How are the "nan" values outputted by scaled dot production attention dealt with?

I am trying to understand how masking works with the scaled_dot_product_attention, I’m using the one implemented in torch.nn.functional.scaled_dot_product_attention

So I wanted to test how the masks work, I create three tensors to simulate the queries, keys and values. In this setting we have a batch size of 3, a sequence length of 7 and a d_model of 5. I want to stick with a very basic setting to understand the output. I create the atto_mask as it is done in the documentation, but I also want to simulate the case where the first and last sentences have two padding tokens (at the end) and the middle sentence only has one padding token (also at the end).

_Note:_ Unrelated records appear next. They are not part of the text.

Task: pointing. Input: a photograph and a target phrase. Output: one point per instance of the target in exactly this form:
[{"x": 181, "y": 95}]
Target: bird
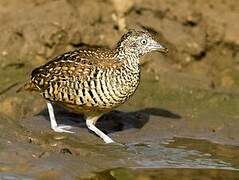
[{"x": 93, "y": 81}]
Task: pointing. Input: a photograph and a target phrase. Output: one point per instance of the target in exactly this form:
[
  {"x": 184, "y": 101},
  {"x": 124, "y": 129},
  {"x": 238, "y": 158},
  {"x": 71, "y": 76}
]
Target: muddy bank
[{"x": 190, "y": 93}]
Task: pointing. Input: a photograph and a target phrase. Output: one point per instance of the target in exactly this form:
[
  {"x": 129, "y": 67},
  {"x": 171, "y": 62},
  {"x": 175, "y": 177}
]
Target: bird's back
[{"x": 85, "y": 80}]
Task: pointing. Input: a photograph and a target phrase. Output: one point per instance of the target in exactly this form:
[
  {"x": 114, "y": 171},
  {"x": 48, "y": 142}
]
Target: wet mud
[{"x": 183, "y": 120}]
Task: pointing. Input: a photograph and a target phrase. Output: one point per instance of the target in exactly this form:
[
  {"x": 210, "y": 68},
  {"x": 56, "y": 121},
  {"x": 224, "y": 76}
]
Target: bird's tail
[{"x": 29, "y": 86}]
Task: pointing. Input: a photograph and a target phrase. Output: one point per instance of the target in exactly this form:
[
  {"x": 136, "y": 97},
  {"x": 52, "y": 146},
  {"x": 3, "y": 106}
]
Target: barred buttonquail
[{"x": 93, "y": 81}]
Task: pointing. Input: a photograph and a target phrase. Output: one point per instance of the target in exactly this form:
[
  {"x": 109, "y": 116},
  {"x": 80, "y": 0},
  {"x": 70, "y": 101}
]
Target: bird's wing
[{"x": 79, "y": 65}]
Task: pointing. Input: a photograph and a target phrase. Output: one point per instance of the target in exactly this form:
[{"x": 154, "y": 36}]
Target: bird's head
[{"x": 139, "y": 43}]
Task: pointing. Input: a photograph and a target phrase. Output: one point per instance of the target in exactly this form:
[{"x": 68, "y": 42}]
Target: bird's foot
[{"x": 62, "y": 128}]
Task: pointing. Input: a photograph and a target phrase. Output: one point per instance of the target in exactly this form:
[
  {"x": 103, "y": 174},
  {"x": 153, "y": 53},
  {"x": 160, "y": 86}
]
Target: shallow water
[{"x": 178, "y": 158}]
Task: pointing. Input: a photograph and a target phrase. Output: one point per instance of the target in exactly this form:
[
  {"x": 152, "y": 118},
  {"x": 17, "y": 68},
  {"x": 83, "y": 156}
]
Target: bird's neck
[{"x": 128, "y": 58}]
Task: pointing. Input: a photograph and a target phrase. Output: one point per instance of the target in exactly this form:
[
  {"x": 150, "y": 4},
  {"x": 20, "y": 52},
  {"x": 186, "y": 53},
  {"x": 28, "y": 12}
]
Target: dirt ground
[{"x": 191, "y": 92}]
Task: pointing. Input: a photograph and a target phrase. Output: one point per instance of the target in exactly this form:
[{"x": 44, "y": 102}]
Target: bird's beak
[{"x": 158, "y": 47}]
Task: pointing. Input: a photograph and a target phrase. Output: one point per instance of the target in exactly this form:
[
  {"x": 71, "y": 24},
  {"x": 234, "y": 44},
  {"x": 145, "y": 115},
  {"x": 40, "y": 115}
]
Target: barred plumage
[{"x": 93, "y": 81}]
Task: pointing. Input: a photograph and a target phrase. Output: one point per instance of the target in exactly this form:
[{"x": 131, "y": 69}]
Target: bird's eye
[{"x": 143, "y": 41}]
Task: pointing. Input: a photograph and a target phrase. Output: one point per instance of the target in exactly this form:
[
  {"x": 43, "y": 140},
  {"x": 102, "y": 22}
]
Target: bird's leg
[
  {"x": 90, "y": 122},
  {"x": 54, "y": 126}
]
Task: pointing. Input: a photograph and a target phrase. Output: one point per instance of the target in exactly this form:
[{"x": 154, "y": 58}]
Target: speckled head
[{"x": 139, "y": 43}]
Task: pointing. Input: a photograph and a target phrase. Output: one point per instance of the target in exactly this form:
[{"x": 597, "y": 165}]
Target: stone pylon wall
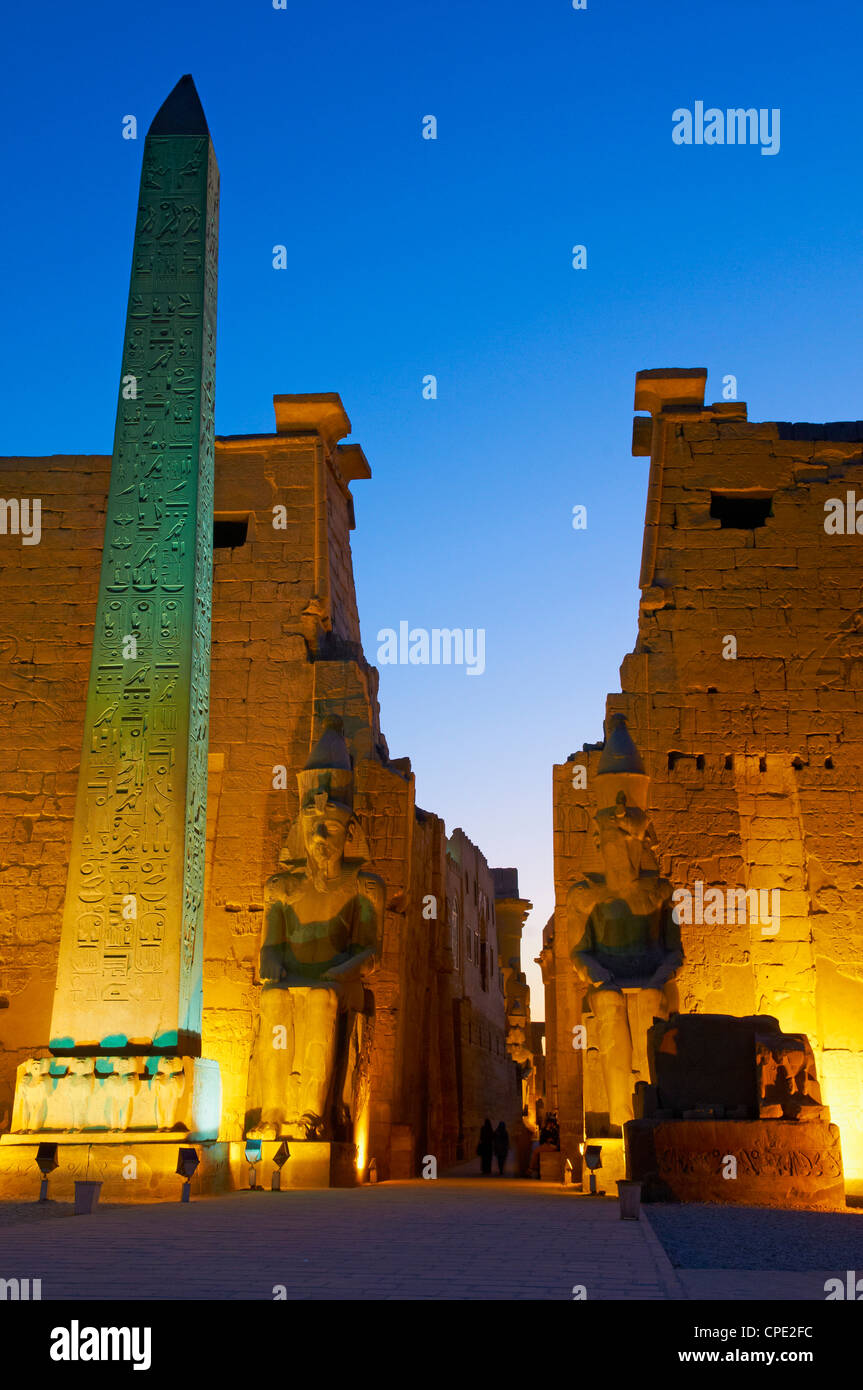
[
  {"x": 756, "y": 761},
  {"x": 286, "y": 652}
]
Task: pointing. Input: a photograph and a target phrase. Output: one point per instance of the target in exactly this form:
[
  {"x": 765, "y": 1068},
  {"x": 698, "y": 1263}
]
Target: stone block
[{"x": 767, "y": 1162}]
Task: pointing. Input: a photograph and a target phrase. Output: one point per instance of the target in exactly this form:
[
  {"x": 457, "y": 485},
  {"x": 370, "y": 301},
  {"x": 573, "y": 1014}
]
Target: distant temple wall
[{"x": 745, "y": 697}]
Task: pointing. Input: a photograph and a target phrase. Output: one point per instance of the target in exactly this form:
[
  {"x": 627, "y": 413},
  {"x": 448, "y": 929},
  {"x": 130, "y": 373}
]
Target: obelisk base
[
  {"x": 129, "y": 1169},
  {"x": 107, "y": 1097}
]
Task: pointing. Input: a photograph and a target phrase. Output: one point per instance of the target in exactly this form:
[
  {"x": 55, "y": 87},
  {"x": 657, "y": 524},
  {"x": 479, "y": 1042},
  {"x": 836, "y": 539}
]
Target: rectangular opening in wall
[
  {"x": 741, "y": 510},
  {"x": 229, "y": 530}
]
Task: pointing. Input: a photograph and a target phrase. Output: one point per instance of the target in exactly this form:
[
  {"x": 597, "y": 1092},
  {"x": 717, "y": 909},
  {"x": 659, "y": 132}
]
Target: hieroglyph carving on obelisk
[{"x": 131, "y": 951}]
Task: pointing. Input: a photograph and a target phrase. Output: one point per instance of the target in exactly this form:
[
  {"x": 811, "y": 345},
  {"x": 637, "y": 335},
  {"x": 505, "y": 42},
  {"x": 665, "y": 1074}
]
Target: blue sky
[{"x": 453, "y": 257}]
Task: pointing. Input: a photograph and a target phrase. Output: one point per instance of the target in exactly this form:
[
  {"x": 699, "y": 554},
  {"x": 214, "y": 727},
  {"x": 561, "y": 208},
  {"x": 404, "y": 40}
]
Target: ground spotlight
[
  {"x": 280, "y": 1158},
  {"x": 186, "y": 1164},
  {"x": 46, "y": 1161},
  {"x": 253, "y": 1157}
]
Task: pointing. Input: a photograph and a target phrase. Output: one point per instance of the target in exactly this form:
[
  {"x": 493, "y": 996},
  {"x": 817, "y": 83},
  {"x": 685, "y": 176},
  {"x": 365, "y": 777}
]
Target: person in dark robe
[
  {"x": 485, "y": 1147},
  {"x": 500, "y": 1146}
]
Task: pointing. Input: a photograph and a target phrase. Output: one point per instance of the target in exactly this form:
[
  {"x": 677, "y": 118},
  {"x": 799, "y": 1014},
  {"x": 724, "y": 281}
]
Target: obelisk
[{"x": 131, "y": 951}]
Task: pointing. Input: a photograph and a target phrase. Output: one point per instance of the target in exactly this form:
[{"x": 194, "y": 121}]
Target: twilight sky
[{"x": 453, "y": 257}]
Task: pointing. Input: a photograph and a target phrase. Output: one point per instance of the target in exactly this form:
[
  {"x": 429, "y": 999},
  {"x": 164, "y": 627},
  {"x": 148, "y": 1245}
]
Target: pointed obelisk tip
[{"x": 181, "y": 113}]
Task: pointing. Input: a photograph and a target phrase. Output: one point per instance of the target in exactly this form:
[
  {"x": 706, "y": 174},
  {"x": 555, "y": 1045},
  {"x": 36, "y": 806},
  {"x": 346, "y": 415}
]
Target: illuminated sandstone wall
[
  {"x": 488, "y": 1082},
  {"x": 756, "y": 762},
  {"x": 285, "y": 653}
]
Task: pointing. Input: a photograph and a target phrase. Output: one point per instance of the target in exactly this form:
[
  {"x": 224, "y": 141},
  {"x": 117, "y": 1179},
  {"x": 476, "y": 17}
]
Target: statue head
[
  {"x": 325, "y": 831},
  {"x": 620, "y": 837}
]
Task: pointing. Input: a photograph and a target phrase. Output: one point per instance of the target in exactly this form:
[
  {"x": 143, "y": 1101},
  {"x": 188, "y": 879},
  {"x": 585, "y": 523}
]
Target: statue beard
[{"x": 318, "y": 870}]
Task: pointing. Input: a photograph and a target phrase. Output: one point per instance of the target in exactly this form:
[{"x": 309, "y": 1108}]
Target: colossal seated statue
[{"x": 323, "y": 916}]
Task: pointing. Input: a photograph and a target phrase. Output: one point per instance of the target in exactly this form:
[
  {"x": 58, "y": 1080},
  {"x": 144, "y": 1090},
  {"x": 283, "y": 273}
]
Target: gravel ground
[{"x": 701, "y": 1236}]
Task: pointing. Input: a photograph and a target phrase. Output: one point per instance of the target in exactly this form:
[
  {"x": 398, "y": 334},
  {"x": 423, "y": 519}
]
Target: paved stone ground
[
  {"x": 435, "y": 1240},
  {"x": 453, "y": 1239},
  {"x": 755, "y": 1254}
]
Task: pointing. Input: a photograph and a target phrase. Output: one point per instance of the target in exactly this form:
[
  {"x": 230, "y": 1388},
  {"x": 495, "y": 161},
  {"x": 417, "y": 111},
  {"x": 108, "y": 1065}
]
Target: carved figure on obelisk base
[
  {"x": 624, "y": 940},
  {"x": 323, "y": 919}
]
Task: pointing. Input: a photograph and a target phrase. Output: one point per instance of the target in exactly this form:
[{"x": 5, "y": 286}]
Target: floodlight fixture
[
  {"x": 186, "y": 1164},
  {"x": 46, "y": 1161}
]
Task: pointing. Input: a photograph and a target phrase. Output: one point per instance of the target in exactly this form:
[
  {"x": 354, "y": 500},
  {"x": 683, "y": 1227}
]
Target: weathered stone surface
[
  {"x": 755, "y": 765},
  {"x": 769, "y": 1162}
]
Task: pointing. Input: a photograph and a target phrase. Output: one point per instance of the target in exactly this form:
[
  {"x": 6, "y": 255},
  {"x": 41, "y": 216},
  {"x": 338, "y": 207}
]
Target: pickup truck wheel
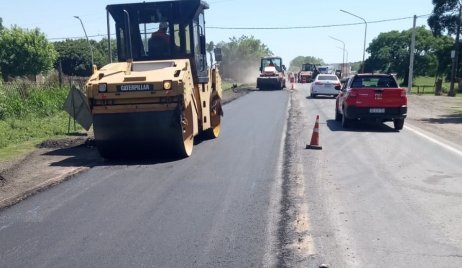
[
  {"x": 398, "y": 124},
  {"x": 338, "y": 116}
]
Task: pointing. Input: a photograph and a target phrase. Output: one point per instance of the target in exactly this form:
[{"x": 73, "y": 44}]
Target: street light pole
[
  {"x": 343, "y": 58},
  {"x": 365, "y": 33},
  {"x": 455, "y": 62},
  {"x": 346, "y": 62},
  {"x": 91, "y": 48}
]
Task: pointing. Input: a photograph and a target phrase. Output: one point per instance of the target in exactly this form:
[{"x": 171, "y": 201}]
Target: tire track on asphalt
[{"x": 294, "y": 235}]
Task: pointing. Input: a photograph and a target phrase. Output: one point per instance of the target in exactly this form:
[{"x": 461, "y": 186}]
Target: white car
[{"x": 325, "y": 84}]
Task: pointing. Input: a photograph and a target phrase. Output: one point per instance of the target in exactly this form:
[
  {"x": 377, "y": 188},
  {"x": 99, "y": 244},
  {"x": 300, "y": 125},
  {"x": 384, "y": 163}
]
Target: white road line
[{"x": 445, "y": 146}]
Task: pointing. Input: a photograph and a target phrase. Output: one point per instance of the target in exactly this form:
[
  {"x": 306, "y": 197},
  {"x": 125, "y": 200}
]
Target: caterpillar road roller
[
  {"x": 272, "y": 73},
  {"x": 160, "y": 93}
]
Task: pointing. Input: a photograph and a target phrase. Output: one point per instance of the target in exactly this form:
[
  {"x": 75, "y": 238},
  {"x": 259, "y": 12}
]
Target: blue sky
[{"x": 55, "y": 19}]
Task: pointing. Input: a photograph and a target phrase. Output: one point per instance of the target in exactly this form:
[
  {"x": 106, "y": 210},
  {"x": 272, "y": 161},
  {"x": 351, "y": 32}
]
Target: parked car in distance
[
  {"x": 371, "y": 97},
  {"x": 325, "y": 84}
]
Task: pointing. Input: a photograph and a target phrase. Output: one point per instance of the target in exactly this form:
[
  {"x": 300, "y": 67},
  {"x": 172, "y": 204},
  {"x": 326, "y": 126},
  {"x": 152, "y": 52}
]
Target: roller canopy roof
[{"x": 173, "y": 11}]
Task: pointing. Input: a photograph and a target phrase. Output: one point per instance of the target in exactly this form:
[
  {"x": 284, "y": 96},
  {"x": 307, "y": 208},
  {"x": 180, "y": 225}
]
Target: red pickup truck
[{"x": 371, "y": 97}]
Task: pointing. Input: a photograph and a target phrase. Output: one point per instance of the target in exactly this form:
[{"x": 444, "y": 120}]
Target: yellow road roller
[{"x": 160, "y": 93}]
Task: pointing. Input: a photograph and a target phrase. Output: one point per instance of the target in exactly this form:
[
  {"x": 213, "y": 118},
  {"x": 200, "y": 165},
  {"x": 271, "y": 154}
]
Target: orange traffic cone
[{"x": 314, "y": 144}]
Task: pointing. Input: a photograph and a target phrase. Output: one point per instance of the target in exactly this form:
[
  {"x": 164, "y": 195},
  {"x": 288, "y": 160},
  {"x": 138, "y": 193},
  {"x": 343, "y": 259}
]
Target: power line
[
  {"x": 271, "y": 28},
  {"x": 311, "y": 27}
]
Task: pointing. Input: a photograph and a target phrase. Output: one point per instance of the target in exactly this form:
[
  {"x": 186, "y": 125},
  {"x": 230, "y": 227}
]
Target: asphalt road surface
[
  {"x": 375, "y": 197},
  {"x": 255, "y": 197},
  {"x": 217, "y": 208}
]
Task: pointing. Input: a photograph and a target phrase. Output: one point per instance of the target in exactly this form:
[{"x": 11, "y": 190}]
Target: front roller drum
[{"x": 161, "y": 134}]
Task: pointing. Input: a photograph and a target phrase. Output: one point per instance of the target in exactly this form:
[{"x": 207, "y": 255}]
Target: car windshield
[
  {"x": 374, "y": 81},
  {"x": 308, "y": 67}
]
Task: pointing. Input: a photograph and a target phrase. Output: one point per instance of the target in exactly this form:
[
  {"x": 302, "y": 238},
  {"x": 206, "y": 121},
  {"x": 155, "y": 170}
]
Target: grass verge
[{"x": 21, "y": 136}]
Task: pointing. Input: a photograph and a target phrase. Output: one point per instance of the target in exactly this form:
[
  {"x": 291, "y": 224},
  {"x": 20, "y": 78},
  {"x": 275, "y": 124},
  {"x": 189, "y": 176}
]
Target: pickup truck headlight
[
  {"x": 102, "y": 88},
  {"x": 167, "y": 85}
]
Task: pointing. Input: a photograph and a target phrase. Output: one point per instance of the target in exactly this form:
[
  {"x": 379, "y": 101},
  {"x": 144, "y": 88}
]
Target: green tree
[
  {"x": 25, "y": 52},
  {"x": 389, "y": 52},
  {"x": 444, "y": 17},
  {"x": 241, "y": 58},
  {"x": 102, "y": 47},
  {"x": 75, "y": 56},
  {"x": 296, "y": 63}
]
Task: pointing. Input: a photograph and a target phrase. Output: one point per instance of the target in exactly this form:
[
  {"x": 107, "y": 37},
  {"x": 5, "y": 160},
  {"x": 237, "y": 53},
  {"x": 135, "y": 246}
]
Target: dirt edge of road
[{"x": 56, "y": 161}]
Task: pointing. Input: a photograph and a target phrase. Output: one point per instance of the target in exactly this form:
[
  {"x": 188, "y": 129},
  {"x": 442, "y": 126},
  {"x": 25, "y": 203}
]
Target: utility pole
[
  {"x": 365, "y": 34},
  {"x": 343, "y": 57},
  {"x": 455, "y": 64},
  {"x": 411, "y": 61},
  {"x": 88, "y": 40}
]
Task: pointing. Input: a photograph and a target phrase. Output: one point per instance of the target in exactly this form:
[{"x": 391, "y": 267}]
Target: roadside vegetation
[{"x": 30, "y": 114}]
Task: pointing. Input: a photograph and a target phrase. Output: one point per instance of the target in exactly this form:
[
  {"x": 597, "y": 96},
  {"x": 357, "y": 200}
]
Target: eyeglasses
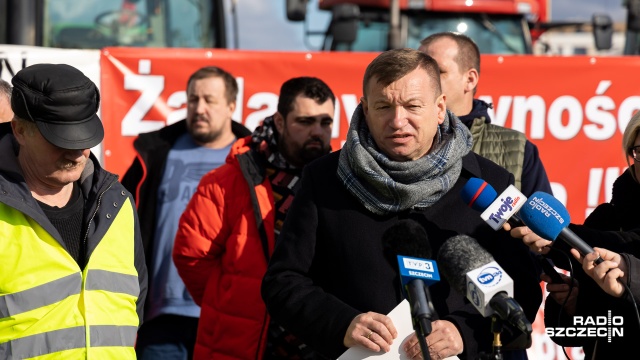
[{"x": 635, "y": 153}]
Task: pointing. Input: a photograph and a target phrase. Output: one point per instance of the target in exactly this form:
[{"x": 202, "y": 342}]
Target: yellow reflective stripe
[
  {"x": 45, "y": 343},
  {"x": 112, "y": 335},
  {"x": 112, "y": 282},
  {"x": 39, "y": 296},
  {"x": 67, "y": 339}
]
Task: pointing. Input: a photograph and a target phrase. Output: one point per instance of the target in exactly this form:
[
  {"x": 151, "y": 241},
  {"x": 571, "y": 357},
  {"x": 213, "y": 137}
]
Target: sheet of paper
[{"x": 401, "y": 317}]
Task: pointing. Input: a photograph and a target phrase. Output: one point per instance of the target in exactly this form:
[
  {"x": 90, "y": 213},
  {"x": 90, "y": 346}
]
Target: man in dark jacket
[
  {"x": 72, "y": 272},
  {"x": 163, "y": 176},
  {"x": 459, "y": 60},
  {"x": 405, "y": 157}
]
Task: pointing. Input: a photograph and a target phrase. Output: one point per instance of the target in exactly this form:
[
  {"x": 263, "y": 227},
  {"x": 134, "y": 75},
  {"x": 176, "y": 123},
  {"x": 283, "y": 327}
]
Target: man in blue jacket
[{"x": 459, "y": 60}]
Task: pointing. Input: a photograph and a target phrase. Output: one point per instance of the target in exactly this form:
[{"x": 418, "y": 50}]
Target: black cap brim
[{"x": 73, "y": 136}]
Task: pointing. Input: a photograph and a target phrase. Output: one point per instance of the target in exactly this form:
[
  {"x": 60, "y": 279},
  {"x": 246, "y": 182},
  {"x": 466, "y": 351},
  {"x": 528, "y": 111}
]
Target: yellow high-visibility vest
[{"x": 50, "y": 309}]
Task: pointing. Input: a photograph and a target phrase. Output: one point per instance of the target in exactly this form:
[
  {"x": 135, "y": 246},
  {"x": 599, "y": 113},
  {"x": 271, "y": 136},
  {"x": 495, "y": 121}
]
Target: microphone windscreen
[
  {"x": 406, "y": 237},
  {"x": 478, "y": 194},
  {"x": 545, "y": 215},
  {"x": 459, "y": 255}
]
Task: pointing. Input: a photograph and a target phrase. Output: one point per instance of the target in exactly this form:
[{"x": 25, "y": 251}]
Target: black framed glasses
[{"x": 635, "y": 153}]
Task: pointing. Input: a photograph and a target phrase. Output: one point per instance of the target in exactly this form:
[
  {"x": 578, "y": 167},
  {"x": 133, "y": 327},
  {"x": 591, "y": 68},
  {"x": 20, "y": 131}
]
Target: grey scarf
[{"x": 385, "y": 186}]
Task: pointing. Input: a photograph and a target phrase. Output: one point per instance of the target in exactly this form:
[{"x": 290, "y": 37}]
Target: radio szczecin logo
[{"x": 591, "y": 326}]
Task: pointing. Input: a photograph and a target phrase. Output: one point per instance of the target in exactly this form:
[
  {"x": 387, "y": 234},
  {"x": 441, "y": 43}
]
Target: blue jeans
[
  {"x": 168, "y": 351},
  {"x": 167, "y": 337}
]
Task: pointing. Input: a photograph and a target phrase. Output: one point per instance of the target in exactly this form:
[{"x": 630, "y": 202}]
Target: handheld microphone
[
  {"x": 472, "y": 271},
  {"x": 496, "y": 210},
  {"x": 547, "y": 217},
  {"x": 406, "y": 243}
]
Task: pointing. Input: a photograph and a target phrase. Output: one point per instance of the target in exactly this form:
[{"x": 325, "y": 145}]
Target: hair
[
  {"x": 310, "y": 87},
  {"x": 5, "y": 89},
  {"x": 230, "y": 84},
  {"x": 629, "y": 137},
  {"x": 392, "y": 65},
  {"x": 468, "y": 52}
]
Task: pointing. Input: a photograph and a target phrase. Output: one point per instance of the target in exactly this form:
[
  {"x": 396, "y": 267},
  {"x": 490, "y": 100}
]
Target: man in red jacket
[{"x": 228, "y": 231}]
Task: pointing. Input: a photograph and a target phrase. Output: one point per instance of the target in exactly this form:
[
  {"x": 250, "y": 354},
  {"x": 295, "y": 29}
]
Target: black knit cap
[{"x": 62, "y": 102}]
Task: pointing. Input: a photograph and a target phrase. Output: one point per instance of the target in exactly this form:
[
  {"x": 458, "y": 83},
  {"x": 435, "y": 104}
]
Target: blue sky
[{"x": 264, "y": 26}]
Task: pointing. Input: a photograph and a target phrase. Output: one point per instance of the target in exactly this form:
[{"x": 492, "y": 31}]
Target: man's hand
[
  {"x": 371, "y": 330},
  {"x": 535, "y": 243},
  {"x": 560, "y": 292},
  {"x": 444, "y": 341},
  {"x": 607, "y": 273}
]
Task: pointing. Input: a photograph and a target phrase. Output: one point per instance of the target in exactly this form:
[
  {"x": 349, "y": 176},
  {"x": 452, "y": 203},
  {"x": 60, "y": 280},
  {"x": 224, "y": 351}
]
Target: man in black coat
[{"x": 405, "y": 157}]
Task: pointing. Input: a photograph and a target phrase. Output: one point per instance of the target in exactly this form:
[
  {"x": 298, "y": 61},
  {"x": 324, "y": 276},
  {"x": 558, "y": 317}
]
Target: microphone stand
[
  {"x": 496, "y": 329},
  {"x": 422, "y": 326}
]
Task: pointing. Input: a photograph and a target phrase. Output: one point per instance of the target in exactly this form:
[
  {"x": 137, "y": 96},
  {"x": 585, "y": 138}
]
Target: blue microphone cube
[{"x": 414, "y": 268}]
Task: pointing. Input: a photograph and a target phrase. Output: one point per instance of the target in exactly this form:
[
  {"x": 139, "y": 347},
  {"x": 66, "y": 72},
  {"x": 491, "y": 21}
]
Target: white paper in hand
[{"x": 401, "y": 317}]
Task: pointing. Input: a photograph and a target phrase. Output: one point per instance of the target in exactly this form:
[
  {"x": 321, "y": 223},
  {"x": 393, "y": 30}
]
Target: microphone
[
  {"x": 547, "y": 217},
  {"x": 406, "y": 244},
  {"x": 496, "y": 210},
  {"x": 471, "y": 270}
]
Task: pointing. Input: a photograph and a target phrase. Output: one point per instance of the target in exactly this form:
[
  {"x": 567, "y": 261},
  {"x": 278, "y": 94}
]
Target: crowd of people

random_q = torch.rand(3, 7, 5)
random_k = torch.rand(3, 7, 5)
random_v = torch.rand(3, 7, 5)
attn_mask = torch.ones(3, 7, 7, dtype=torch.bool).tril(diagonal=0)
attn_mask[0, -2:] = False
attn_mask[1, -1:] = False
attn_mask[2, -2:] = False
torch.nn.functional.scaled_dot_product_attention(random_q, random_k, random_v, attn_mask)

We notice that when we apply the scaled dot product attention that the rows associated with the padding tokens have all nan values. Which makes sense because when the mask is applied it is supposed to mask these tokens which makes the attention scores (the logins before applying a softmax) -infinity.

I wanted to know how these rows are dealt with later on within the Transformer module for example. I couldn’t figure that out from the source code so I’m trying to reach out to the experts here.

Thank you in advance!

My bad, I found out later that the padding mask added to the logits contain $-\infty$ values column wise with respect to the position of padding tokens. So there is no “nan” values outputted by the scaled dot product attention since there is no row that will only contain $-\infty$ values.